As found in some other examinations, here we observed that the NAE number was conditional on duration and profenofos concentration (e.g., Khan et al. 2018; Sadiqul et al. 2016; Osman 2014; Ergene et al. 2007). In the present examination, we found that the frequencies of every irregularity in each investigation were in the following trend: micronuclei < terminal nucleus < swollen nucleus < elongated nucleus < karyopyknosis. Moreover, we saw the most astounding recuperation for the 15-day time frame. At the 30-day exposure and recuperation periods, the two concentrations demonstrated the strength of variations from the standard structure. Nepomuceno et al. (1997) recommended that the excessive poison fixation may restrain typical cell division, harm erythrocyte chromosomes, and intrude on DNA duplication, making nuclear variations decay from the standard. The NAE has a tendency to try and out, and fish may elevate some protective component to lessen a portion of the pesticide deposits in the body with a specific end goal to balance out the poisonous quality (Nepomuceno et al. 1997).

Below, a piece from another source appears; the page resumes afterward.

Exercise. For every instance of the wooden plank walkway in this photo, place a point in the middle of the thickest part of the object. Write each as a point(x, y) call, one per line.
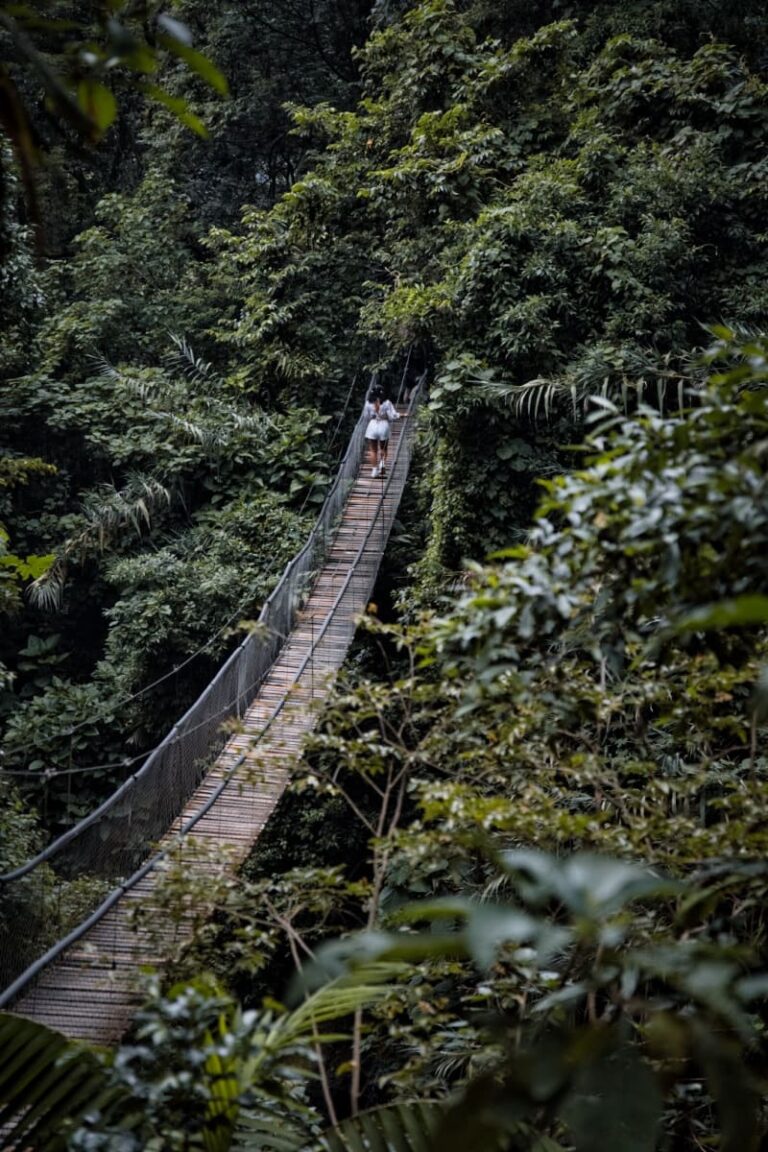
point(90, 993)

The erythrocyte layer is by all accounts most influenced by profenofos and expanded porosity. These modifications of the erythrocyte membrane could be the disorganization of lipid microenvironment of the membrane and, moreover, because of expand of lipid per oxidation affected by profenofos, ensuing increase in the permeability and fluidity of membrane (Brecher and Bessis 1972). The increment in the grouping of pesticide for the present time frame enlisted an expansion in the quantity of CAE. CAE incorporates demembranated, crescentic, spindle-shaped, almond-molded, and twin-molded cells. These morphological changes occur because of adjustments in the plasma layer influencing surface twisting and making erythrocytes a lot of defenseless to blasts once crossing little vessels (Brecher and Bessis, 1972). Jha (2008) declared that varied endocrine troubled chemicals having oxidative pressure probably could attack DNA, bringing about clastogenic, morphological, and subnuclear harm. Additionally, Ateeq et al. (2002) explained the grouping of cell debasement under the impact of pesticides and proposed that pesticides might originate hypoxic status, which lead to the ill-being of ATP that prompts an unusual state of erythrocytes.

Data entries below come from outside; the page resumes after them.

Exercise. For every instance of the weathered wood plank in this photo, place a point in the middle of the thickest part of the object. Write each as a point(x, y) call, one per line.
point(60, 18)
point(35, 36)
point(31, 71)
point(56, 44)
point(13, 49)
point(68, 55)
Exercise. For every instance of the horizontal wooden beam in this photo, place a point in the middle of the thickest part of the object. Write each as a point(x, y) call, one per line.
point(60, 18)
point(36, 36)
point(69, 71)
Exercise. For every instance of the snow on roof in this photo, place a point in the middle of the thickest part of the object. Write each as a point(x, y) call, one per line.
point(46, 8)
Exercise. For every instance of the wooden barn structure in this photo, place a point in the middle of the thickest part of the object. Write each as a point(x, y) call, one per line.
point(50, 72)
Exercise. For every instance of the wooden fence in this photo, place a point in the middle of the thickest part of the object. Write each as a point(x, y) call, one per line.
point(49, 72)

Our investigation uncovered that the most extreme frequencies of extended and combined cells discovered promptly once exposure for seven days are lowered. In addition, the most noteworthy recuperation reaction was ascertained at a 15-day time span before moderating downs. Comparable investigations were made by Das and Nanda (1986) in a period-conditional decline of CAE in the blood of stinging catfish. In their study, twin- and spindle-shaped erythrocytes were incontestable maxima during a 15-day period.

Conclusion

Alterations in the shape and size of erythrocyte parameters are generally vulnerable to a couple of stereotypic reactions to an assortment of natural fixates, which are considered as the major bioindicators of ecological contamination. The results of the current examination indicate that profenofos is altogether harmful to the nourishment of fish contingent upon the fixation and exposure periods. Accordingly, changes to erythrocytes could be considered as biomarkers in the poisonous quality appraisal of profenofos in fish and other aquatic life. Not long ago, little was thought about recuperation examples or periods of duration essential for the recuperation of erythrocytes of aquatic animals particularly in fish. Our findings showed that recuperation of the NAE and CAE is time and measurement dependent, as the parameters steadily normalized after exposure to pesticide-free water. In any case, more research is required to grasp the instruments associated with the harmfulness of organophosphate and with recuperation both in the short and long terms at various levels of the natural organization. Finally, any analysis can facilitate people to become cognizant concerning the impact of pesticides used for yield generation on the physiological health of fish and different aquatic life. Such studies could likewise discover a much better way of using this organophosphate in the field. From the eco-physiological perspective, the use of profenofos in the agriculture and aquaculture should be exactly assessed.